May. 11th, 2013

joculum: (magi from Ravenna mosaic)
In Dreams Begin Responsibilities

[©? you decide.]

Early this morning I woke from a dream in which I had written a full review of an exhibition at a gallery in Atlanta. I was delighted that I had done the basic work of composing one of the many reviews that I still have to write, until I realized I had written about an exhibition that didn’t exist.

The text below is what I "wrote," more or less, as best I can reconstruct it. The review is plausible because M. M.—spelled out in the original dream—is a large multi-gallery space that houses several independent exhibitions at the same time. (I guess that I should, given prior examples, offer for sale an edition of this dream as an artwork by [joculum for you LJers, and the artworld types know who I am]; anyone who wishes to purchase the authorized version of this text should contact me. The authorized version differs in several significant respects, so counterfeits can be detected by collectors....):

“Unwitting Underground,” at M. M. Gallery, is a Buddhist-themed exhibition in one of the space’s several galleries that consists of works made from the materials left after the creation of the artworks in the other galleries. Assemblages, not all of them imitative of Sarah Sze’s approach to the problem, contain used-up tubes of paint, marble and granite chips from sculptures, trays of unsuitable found objects, and so forth. (Some viewers may be reminded of the recent show of Thornton Dial works that included wall pieces made from all the detritus he recovered from the studio floor, or Howard Finster's "I took the pieces you threw away....") The work by the Buddhist artists who created the show also incorporated all the inventory sheets, scraps of hanging wire, pizza boxes, etc. discarded by the gallery staff during the installation of the other exhibitions.

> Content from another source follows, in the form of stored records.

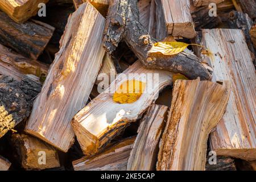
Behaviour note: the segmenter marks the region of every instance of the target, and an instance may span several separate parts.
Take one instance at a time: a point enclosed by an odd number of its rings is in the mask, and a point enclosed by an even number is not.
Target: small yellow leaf
[[[146,83],[132,80],[123,82],[115,90],[113,96],[114,101],[119,104],[129,104],[141,97],[146,87]]]
[[[175,82],[177,80],[188,80],[188,78],[182,74],[175,73],[172,75],[173,82]]]

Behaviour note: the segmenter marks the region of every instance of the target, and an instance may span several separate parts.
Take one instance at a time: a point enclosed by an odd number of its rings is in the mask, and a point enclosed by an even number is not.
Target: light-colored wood
[[[0,171],[8,171],[11,163],[6,159],[0,156]]]
[[[48,65],[23,57],[0,44],[0,74],[21,81],[23,74],[47,75]]]
[[[168,107],[152,105],[143,118],[128,160],[128,171],[155,169],[160,137],[164,129]]]
[[[40,3],[46,3],[49,0],[1,0],[0,9],[17,23],[23,23],[35,15]]]
[[[101,67],[104,25],[105,18],[89,3],[69,17],[25,129],[64,152],[74,142],[71,119],[85,106]]]
[[[73,129],[86,155],[93,155],[102,150],[131,122],[136,121],[157,98],[158,92],[172,82],[171,73],[145,69],[139,61],[123,73],[73,118]],[[144,92],[135,102],[120,104],[114,102],[115,88],[128,80],[145,82]]]
[[[205,170],[207,139],[225,112],[230,83],[175,81],[156,169]]]
[[[189,0],[162,0],[168,33],[192,39],[196,36]]]
[[[60,167],[57,151],[50,145],[23,134],[13,135],[11,139],[21,165],[26,169],[42,170]],[[43,159],[44,157],[45,161]]]
[[[73,162],[75,171],[126,171],[135,139],[125,139],[92,158],[85,156]]]
[[[232,88],[226,112],[210,135],[211,149],[218,155],[255,160],[256,76],[244,34],[237,29],[203,30],[201,44],[213,53],[202,55],[213,68],[212,81],[229,80]]]

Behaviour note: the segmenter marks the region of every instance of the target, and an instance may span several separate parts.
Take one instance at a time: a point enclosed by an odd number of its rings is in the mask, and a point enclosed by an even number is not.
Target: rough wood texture
[[[49,0],[1,0],[0,9],[5,11],[17,23],[23,23],[35,15],[40,3],[46,3]]]
[[[75,8],[78,9],[80,5],[88,1],[104,16],[108,13],[109,0],[73,0]]]
[[[47,24],[32,19],[18,24],[0,11],[0,44],[32,59],[37,59],[43,52],[54,29]]]
[[[27,170],[44,169],[60,167],[57,151],[52,146],[39,139],[23,134],[12,135],[14,144],[23,168]],[[46,163],[40,160],[42,151],[45,152]]]
[[[102,150],[130,122],[139,118],[156,99],[158,92],[172,81],[171,73],[143,68],[138,61],[123,73],[73,118],[73,130],[86,155],[93,155]],[[147,73],[152,77],[147,78]],[[134,79],[145,82],[146,91],[135,102],[120,104],[114,102],[112,97],[115,88],[119,88],[127,80]]]
[[[23,76],[21,81],[0,76],[0,138],[27,119],[41,87],[29,76]]]
[[[207,158],[208,159],[209,158]],[[234,160],[222,156],[217,156],[216,164],[209,164],[208,161],[205,165],[205,171],[236,171]]]
[[[243,32],[204,30],[201,44],[213,53],[204,56],[214,68],[213,81],[229,80],[232,88],[226,112],[210,135],[211,149],[218,155],[255,160],[256,76]]]
[[[155,169],[159,142],[164,129],[168,109],[158,105],[152,105],[148,109],[140,124],[128,160],[128,171]]]
[[[11,165],[11,163],[7,159],[0,156],[0,171],[8,171]]]
[[[156,42],[139,23],[137,2],[131,0],[110,1],[104,38],[107,52],[112,54],[123,40],[147,68],[178,72],[191,78],[199,76],[202,80],[210,79],[210,73],[193,54],[186,52],[174,56],[148,53]]]
[[[207,139],[225,112],[230,84],[177,80],[157,170],[205,170]]]
[[[196,36],[189,0],[162,0],[168,33],[192,39]]]
[[[127,138],[94,156],[73,162],[75,171],[126,171],[135,139]]]
[[[29,59],[11,51],[0,44],[0,74],[10,76],[21,81],[23,74],[40,77],[47,75],[48,66],[36,60]]]
[[[60,50],[26,128],[64,152],[74,142],[71,120],[85,106],[101,66],[104,23],[104,18],[89,3],[70,16]]]

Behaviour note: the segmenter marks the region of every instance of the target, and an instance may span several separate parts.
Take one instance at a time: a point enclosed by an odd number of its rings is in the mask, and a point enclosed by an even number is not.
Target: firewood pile
[[[0,170],[255,170],[255,1],[0,10]]]

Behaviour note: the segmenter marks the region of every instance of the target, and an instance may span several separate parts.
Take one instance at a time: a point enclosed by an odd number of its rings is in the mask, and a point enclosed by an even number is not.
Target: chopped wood
[[[49,0],[1,0],[0,9],[14,21],[20,23],[38,13],[39,3],[46,3]]]
[[[168,33],[192,39],[196,36],[189,0],[162,0]]]
[[[17,23],[0,11],[0,44],[12,48],[25,57],[37,59],[54,30],[47,24],[32,19]]]
[[[256,159],[256,76],[245,42],[241,30],[203,31],[201,44],[213,55],[202,56],[214,68],[213,81],[229,80],[232,88],[226,112],[210,134],[211,150],[251,160]]]
[[[110,1],[104,38],[104,48],[109,53],[112,55],[123,39],[147,68],[180,73],[189,78],[211,78],[202,60],[191,53],[182,52],[174,56],[149,54],[156,42],[139,23],[139,16],[137,1]]]
[[[57,151],[36,138],[14,134],[11,140],[24,169],[42,170],[60,166]]]
[[[21,81],[23,74],[45,77],[49,69],[47,65],[26,58],[1,44],[0,63],[0,74],[11,76],[18,81]]]
[[[123,73],[73,118],[73,129],[85,155],[97,153],[130,122],[136,121],[155,100],[155,94],[172,81],[171,73],[145,69],[138,61]],[[146,75],[151,77],[147,78]],[[133,103],[114,102],[113,89],[127,80],[133,80],[145,82],[146,92]]]
[[[128,160],[128,171],[155,169],[158,144],[165,126],[168,107],[150,106],[138,130],[138,135]]]
[[[74,142],[70,121],[85,106],[101,68],[104,24],[105,18],[89,3],[69,17],[25,129],[64,152]]]
[[[157,170],[205,170],[208,135],[225,112],[230,84],[177,80]]]
[[[30,76],[24,76],[20,81],[0,76],[0,138],[27,119],[41,87]]]
[[[0,171],[8,171],[11,163],[0,155]]]
[[[94,156],[73,162],[75,171],[126,171],[135,139],[135,137],[124,139]]]

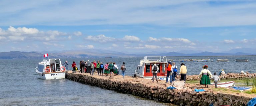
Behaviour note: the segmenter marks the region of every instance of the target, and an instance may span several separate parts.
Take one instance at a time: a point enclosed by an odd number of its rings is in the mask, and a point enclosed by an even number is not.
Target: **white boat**
[[[228,59],[217,59],[217,62],[228,62]]]
[[[149,59],[149,58],[151,59]],[[160,56],[145,56],[144,59],[140,60],[140,65],[137,67],[137,70],[135,70],[134,76],[152,79],[152,66],[155,62],[156,63],[156,64],[158,66],[159,69],[157,72],[158,79],[166,80],[167,74],[166,67],[168,64],[166,56],[162,57]]]
[[[35,68],[36,72],[39,75],[39,79],[58,79],[65,78],[67,71],[62,66],[60,59],[50,59],[43,60],[38,63]]]
[[[217,87],[230,87],[232,86],[234,83],[235,82],[234,81],[231,81],[226,82],[219,82],[217,83]],[[211,83],[211,85],[214,85],[214,83]]]

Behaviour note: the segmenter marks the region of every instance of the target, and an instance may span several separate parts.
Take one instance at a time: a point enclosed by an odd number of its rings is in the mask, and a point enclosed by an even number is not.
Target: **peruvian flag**
[[[44,55],[44,57],[48,57],[48,53],[45,54]]]

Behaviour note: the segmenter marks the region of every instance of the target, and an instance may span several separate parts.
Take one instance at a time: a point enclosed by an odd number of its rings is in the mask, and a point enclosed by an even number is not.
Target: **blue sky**
[[[0,0],[0,52],[254,48],[254,0]]]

One wall piece is a sort of webbed holster in which objects needed for the ongoing creation of art can be put on display long enough to be photographed for inclusion in the exhibition. I installed my cane, with which I hobble around to write these reviews, until the documentation was completed.

I suppose I should have waited until I finished writing, but of course then the cane would not have been part of the exhibition about which I had written.